Sunday, April 15, 2018

1st 5 Pages April Workshop- Larson Rev 1


Name: Kim A. Larson
Genre: YA Contemporary
Title: Stop Mr. Ryden

The spiral-ringed notebook slips from my fingers and drops to the floor. That woman! She—she was in my dream last night. Who is she? And why is she at Walmart? 

Elle, my cousin and best friend, waves her hands in front of my face. “Earth to Anna.” 

I stare at the woman through a maze of back-to-school shoppers. Her short shorts and tank top cover way too little of her fortyish figure. In my dream, she wore a red blouse, white scarf, and navy pants. Like an American flag. She stood next to an open door, against a white backdrop with words written in black letters. Words I can’t remember. 

“Anna . . . Anna . . .” 

While still pondering my dream, I’m thrust into a vision of this woman sorting through a bin of school supplies. When it ends, I nudge Elle and nod toward the woman. “She’s going to buy the yellow highlighters.” 
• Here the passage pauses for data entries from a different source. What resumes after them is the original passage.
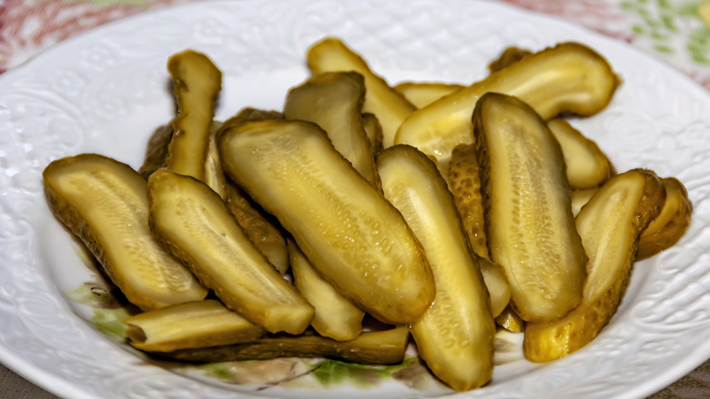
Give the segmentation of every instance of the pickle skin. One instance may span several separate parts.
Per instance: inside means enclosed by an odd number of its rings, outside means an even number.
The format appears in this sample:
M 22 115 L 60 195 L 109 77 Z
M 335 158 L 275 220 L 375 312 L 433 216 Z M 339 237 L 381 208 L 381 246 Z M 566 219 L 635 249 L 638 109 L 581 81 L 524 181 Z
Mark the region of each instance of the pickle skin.
M 582 209 L 576 223 L 589 254 L 583 302 L 561 320 L 527 324 L 523 353 L 528 360 L 550 362 L 573 353 L 611 321 L 628 286 L 639 235 L 664 200 L 655 173 L 633 169 L 602 186 Z
M 421 244 L 317 125 L 250 122 L 226 131 L 219 147 L 232 179 L 343 296 L 392 324 L 413 322 L 431 305 L 435 287 Z
M 587 257 L 572 214 L 562 150 L 518 98 L 482 97 L 473 113 L 486 236 L 525 321 L 553 321 L 582 300 Z
M 131 303 L 147 311 L 207 296 L 151 234 L 147 185 L 129 166 L 81 154 L 51 162 L 42 176 L 52 212 Z

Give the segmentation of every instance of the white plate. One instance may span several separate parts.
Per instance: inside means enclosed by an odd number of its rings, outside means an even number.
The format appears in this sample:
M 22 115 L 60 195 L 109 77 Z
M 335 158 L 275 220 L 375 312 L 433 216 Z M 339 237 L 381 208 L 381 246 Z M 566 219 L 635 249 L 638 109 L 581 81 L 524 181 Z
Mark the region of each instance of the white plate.
M 173 112 L 167 57 L 193 47 L 226 77 L 218 118 L 243 106 L 279 108 L 307 76 L 305 49 L 345 39 L 390 82 L 471 82 L 505 46 L 577 40 L 624 78 L 598 116 L 575 120 L 617 169 L 678 177 L 695 204 L 682 241 L 636 265 L 612 323 L 561 361 L 496 368 L 464 397 L 643 397 L 710 356 L 710 96 L 627 46 L 549 17 L 465 0 L 207 2 L 147 13 L 63 43 L 0 77 L 0 360 L 59 395 L 218 398 L 360 396 L 360 385 L 253 387 L 196 380 L 149 364 L 83 318 L 71 291 L 90 279 L 46 210 L 52 159 L 98 152 L 137 168 L 152 129 Z M 77 266 L 78 265 L 78 266 Z M 371 397 L 423 395 L 394 381 Z M 237 395 L 238 397 L 244 397 Z

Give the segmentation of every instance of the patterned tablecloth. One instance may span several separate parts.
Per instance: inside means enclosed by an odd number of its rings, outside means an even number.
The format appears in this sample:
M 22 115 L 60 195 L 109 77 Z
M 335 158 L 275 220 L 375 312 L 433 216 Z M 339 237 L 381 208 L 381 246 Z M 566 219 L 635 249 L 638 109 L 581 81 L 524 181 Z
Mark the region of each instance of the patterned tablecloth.
M 189 0 L 0 0 L 0 73 L 110 21 Z M 623 40 L 710 89 L 710 0 L 503 0 Z M 1 328 L 1 327 L 0 327 Z M 0 397 L 55 397 L 0 366 Z M 710 361 L 652 396 L 710 397 Z

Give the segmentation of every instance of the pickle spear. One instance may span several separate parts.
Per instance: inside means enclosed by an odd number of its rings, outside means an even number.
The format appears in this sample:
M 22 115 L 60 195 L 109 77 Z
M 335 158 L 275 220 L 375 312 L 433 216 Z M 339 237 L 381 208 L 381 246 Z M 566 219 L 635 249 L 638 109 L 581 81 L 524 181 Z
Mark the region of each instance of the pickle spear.
M 495 323 L 446 181 L 431 160 L 410 146 L 385 149 L 377 166 L 385 198 L 421 242 L 434 273 L 434 303 L 411 324 L 420 356 L 457 391 L 482 386 L 493 370 Z
M 471 115 L 485 93 L 515 96 L 549 119 L 561 112 L 599 112 L 617 85 L 616 75 L 600 55 L 577 43 L 563 43 L 417 110 L 402 122 L 394 142 L 414 146 L 445 166 L 454 147 L 472 142 Z
M 419 241 L 317 125 L 249 122 L 225 131 L 219 148 L 232 179 L 343 296 L 384 322 L 424 313 L 435 288 Z
M 267 360 L 277 357 L 333 357 L 370 364 L 393 364 L 404 359 L 407 327 L 362 332 L 351 341 L 317 335 L 262 338 L 254 343 L 157 353 L 159 356 L 194 363 Z
M 525 321 L 553 321 L 582 300 L 587 257 L 572 214 L 562 151 L 522 101 L 484 95 L 473 112 L 492 261 Z
M 42 173 L 47 204 L 81 239 L 126 298 L 144 311 L 207 296 L 148 228 L 146 180 L 96 154 L 57 159 Z
M 170 352 L 256 341 L 264 330 L 215 300 L 186 302 L 121 321 L 130 344 L 141 351 Z
M 416 107 L 375 75 L 360 55 L 337 38 L 328 37 L 316 43 L 306 57 L 313 75 L 335 71 L 355 71 L 362 75 L 367 87 L 363 112 L 375 114 L 382 126 L 383 147 L 391 146 L 397 128 Z
M 532 362 L 549 362 L 589 343 L 611 320 L 629 282 L 639 235 L 665 200 L 661 179 L 634 169 L 613 178 L 577 215 L 589 255 L 582 303 L 564 318 L 528 323 L 523 351 Z
M 313 122 L 353 168 L 379 187 L 375 158 L 362 128 L 365 80 L 355 72 L 325 72 L 289 90 L 283 113 L 289 119 Z
M 270 332 L 300 333 L 313 308 L 248 240 L 205 183 L 158 169 L 148 179 L 150 228 L 227 307 Z
M 168 146 L 167 169 L 203 180 L 222 73 L 207 56 L 193 50 L 170 56 L 167 71 L 178 108 L 173 119 L 175 134 Z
The woman rummages through markers, note cards, and pens before tossing yellow highlighters into her cart. 

“Wow! You’re good.” 

“Not really. I saw this before—” 

“Haven’t we all.” She flings her long hair over one shoulder. “Every August—getting new school junk. You think we get our ninth-grade planners here or at school?” 

“Seriously, El, I had another vision.” 

“You did?” She bounces into my personal space. 

I turn my face from her warm spearmint breath and from what feels like looking into a mirror. Our hazel-green eyes and straight blonde hair are identical, but then half the girls I know wear their hair this same way. 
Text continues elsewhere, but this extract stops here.